Une comète récemment découverte, désignée C/2026 A1 (MAPS), est sur une trajectoire de collision avec le soleil, offrant un événement céleste rare et potentiellement spectaculaire. Si la comète survit à sa rencontre rapprochée, elle pourrait devenir suffisamment brillante pour être vue à l’œil nu pendant la journée – un phénomène qui ne s’est pas produit depuis des décennies.

Le chemin périlleux d’un Sungrazer

Cette comète appartient à la famille Kreutz, un groupe de plus de 3 500 comètes connues pour leurs orbites suicidaires qui les amènent à seulement 850 000 milles (1,4 million de kilomètres) du soleil. On pense que ces comètes sont des fragments d’une comète beaucoup plus grande brisée par la gravité solaire il y a environ 1 700 ans. Le C/2026 A1 mesure environ 2,4 kilomètres de large et a été repéré pour la première fois en janvier 2024.

Le 4 avril 2026, la comète atteindra son périhélie – son approche la plus proche du soleil – à une distance d’environ 500 000 miles (800 000 km). C’est environ 70 fois plus proche que Mercure. À ce stade, il se déplacera à plus de 3,2 millions de km/h, subissant une chaleur, des radiations et des forces gravitationnelles extrêmes.

Survivra-t-il ?

L’immense stress de ce voyage va probablement déchirer la comète, comme cela arrive à la plupart des amateurs de soleil. Cependant, si le C/2026 A1 parvient à survivre, il subira une transformation radicale. Le rayonnement solaire intense vaporisera sa glace et sa poussière, la faisant briller d’une luminosité incroyable – potentiellement plus brillante que la pleine lune.
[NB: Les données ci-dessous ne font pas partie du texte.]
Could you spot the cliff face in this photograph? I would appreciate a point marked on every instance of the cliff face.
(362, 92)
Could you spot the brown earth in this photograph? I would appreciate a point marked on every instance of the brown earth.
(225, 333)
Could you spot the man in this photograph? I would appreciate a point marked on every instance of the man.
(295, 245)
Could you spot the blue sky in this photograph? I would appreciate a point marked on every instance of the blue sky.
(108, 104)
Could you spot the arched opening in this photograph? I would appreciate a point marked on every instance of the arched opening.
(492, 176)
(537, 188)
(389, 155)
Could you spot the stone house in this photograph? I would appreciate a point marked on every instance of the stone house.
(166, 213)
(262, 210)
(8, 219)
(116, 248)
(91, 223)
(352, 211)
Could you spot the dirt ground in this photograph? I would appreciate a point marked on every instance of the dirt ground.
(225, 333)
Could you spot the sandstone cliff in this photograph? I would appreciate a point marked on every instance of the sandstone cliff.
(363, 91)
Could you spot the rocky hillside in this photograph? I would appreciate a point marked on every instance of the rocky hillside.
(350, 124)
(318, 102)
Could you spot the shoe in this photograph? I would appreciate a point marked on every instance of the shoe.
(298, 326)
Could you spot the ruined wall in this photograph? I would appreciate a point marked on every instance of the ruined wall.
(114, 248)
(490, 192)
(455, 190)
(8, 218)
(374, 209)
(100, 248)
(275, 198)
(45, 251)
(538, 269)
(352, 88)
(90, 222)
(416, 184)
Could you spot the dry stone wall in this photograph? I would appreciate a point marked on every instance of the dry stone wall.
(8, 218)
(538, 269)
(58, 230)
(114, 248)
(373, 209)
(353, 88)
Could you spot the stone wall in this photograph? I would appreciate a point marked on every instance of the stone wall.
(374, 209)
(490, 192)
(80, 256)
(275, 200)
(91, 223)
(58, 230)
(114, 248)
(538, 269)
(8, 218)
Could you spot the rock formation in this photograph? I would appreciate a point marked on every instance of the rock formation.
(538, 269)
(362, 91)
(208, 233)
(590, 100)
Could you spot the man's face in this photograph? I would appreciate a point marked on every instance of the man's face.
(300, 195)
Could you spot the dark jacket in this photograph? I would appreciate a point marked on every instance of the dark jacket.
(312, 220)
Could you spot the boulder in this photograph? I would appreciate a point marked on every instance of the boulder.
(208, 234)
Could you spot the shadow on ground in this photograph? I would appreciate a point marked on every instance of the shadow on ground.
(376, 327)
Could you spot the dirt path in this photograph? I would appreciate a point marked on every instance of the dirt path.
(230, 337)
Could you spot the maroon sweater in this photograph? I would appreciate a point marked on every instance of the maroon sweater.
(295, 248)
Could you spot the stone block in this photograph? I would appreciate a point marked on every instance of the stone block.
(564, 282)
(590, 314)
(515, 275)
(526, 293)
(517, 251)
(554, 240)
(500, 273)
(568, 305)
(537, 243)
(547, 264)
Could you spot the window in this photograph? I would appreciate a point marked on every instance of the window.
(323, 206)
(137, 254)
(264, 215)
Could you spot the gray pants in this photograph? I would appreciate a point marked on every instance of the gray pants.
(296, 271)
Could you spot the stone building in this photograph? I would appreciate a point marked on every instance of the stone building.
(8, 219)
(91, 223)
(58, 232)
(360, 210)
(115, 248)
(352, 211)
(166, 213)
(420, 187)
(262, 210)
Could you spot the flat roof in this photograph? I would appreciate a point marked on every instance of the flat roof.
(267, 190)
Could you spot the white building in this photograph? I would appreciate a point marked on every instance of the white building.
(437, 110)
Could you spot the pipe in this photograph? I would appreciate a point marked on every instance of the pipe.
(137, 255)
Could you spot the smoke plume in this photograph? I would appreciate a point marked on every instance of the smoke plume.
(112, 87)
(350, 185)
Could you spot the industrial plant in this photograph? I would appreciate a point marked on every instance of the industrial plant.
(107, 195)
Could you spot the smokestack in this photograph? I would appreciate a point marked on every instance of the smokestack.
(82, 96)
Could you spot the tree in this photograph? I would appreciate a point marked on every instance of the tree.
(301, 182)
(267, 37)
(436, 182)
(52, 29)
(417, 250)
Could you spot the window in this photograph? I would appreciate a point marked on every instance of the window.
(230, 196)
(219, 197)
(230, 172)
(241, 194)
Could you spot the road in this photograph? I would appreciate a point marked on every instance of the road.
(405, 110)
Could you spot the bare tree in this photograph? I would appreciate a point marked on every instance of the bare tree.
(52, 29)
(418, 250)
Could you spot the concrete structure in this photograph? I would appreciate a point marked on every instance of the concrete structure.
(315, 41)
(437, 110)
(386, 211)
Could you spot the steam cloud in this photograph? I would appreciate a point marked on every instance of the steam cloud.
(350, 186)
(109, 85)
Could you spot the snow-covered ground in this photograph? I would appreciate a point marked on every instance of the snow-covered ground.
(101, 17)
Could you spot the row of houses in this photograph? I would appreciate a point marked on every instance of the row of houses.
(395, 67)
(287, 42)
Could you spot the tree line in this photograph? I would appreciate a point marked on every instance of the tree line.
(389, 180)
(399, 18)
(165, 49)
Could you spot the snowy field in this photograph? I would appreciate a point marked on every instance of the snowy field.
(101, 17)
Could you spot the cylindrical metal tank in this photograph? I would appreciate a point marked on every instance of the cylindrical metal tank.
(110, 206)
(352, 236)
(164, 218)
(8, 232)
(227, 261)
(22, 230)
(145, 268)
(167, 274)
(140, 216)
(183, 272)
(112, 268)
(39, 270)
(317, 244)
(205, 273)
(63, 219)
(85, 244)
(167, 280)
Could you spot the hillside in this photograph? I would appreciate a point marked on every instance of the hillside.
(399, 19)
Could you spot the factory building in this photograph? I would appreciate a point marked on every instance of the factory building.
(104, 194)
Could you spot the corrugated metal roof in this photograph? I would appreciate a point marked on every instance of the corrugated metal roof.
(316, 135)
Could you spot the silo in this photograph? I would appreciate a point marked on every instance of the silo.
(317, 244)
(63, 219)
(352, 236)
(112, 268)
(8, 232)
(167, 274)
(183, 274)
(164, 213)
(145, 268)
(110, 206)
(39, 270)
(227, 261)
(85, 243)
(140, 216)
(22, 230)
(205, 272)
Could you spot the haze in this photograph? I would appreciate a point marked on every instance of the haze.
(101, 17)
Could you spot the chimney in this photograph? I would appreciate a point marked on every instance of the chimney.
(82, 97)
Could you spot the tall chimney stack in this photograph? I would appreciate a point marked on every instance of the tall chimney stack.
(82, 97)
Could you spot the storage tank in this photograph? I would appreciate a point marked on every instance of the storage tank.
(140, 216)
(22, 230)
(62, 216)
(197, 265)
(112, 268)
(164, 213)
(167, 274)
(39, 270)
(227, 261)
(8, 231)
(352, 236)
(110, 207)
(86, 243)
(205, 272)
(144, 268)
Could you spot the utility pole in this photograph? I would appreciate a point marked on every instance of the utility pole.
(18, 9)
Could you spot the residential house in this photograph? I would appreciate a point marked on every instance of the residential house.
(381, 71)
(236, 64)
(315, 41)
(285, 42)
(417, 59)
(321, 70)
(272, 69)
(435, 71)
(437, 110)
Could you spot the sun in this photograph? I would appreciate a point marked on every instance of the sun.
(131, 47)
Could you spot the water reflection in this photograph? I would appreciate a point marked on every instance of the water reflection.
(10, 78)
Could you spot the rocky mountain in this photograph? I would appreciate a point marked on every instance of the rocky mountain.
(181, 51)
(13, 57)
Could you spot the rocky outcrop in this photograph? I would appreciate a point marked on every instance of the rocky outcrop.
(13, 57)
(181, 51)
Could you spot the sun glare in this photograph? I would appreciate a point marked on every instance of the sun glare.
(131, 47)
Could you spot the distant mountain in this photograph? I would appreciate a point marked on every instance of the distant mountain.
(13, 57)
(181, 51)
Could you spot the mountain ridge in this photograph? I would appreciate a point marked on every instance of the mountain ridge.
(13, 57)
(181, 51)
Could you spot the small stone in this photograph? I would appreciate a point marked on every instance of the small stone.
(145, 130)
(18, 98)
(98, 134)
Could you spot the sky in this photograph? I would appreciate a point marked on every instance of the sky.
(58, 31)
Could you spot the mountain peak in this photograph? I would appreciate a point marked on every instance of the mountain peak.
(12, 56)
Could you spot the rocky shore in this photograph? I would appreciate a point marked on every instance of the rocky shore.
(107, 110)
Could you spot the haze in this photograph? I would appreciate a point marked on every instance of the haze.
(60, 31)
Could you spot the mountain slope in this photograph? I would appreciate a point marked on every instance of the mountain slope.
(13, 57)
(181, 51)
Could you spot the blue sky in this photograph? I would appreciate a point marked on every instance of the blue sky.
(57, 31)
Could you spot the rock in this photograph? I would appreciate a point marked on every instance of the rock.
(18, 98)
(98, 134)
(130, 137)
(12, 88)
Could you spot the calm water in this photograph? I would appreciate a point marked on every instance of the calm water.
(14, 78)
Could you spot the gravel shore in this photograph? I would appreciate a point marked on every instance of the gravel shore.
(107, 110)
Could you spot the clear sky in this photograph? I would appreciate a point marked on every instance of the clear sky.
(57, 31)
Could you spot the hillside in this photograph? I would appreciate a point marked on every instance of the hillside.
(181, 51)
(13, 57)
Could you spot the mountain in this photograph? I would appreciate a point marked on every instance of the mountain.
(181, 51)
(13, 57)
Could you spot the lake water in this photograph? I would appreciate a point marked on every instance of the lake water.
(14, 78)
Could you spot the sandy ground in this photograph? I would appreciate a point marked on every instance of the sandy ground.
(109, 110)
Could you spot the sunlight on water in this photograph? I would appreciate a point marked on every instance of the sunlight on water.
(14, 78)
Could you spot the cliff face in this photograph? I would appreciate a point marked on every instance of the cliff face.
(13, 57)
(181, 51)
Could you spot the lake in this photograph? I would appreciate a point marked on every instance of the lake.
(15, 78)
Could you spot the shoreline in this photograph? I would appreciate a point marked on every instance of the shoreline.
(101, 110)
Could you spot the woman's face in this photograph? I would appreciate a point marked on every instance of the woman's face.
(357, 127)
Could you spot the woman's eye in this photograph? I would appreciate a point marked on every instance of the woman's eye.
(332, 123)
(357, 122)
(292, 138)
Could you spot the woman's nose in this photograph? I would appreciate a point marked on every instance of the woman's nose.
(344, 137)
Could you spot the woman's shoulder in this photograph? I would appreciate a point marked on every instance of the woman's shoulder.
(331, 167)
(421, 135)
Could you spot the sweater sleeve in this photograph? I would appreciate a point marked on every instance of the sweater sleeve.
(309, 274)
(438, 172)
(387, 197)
Cette comète est un fragment de la « Grande Comète de 1106 », une comète particulièrement brillante qui a produit des spectacles époustouflants dans le passé, comme la comète Ikeya-Seki (1965) et la comète Lovejoy (2011). Le gaz et la poussière libérés pourraient également former une queue spectaculaire, semblable à un balai, à mesure que la comète se rapproche du soleil.

Quand et où chercher

S’il survit, C/2026 A1 atteindra son maximum de luminosité quelques jours après son périhélie, à mesure qu’il se rapprochera de la Terre. Les observateurs de l’hémisphère sud auront les vues les plus claires, mais ceux de l’hémisphère nord pourront apercevoir l’horizon sud-ouest avant le coucher du soleil.

Même s’il se brise, des fragments pourraient encore être visibles avec un télescope ou des jumelles fin mars. Une autre comète, C/2025 R3 (PanSTARRS), devrait également devenir visible en avril, augmentant ainsi le potentiel d’un spectacle spectaculaire.

La survie de C/2026 A1 est loin d’être garantie, mais si elle tient le coup, elle deviendra l’une des comètes les plus visibles depuis des décennies, offrant une rare opportunité d’observation de jour.

Reste à savoir si cette comète méritera le titre de « Grande comète de 2026 », mais elle s’annonce déjà comme un événement céleste à surveiller.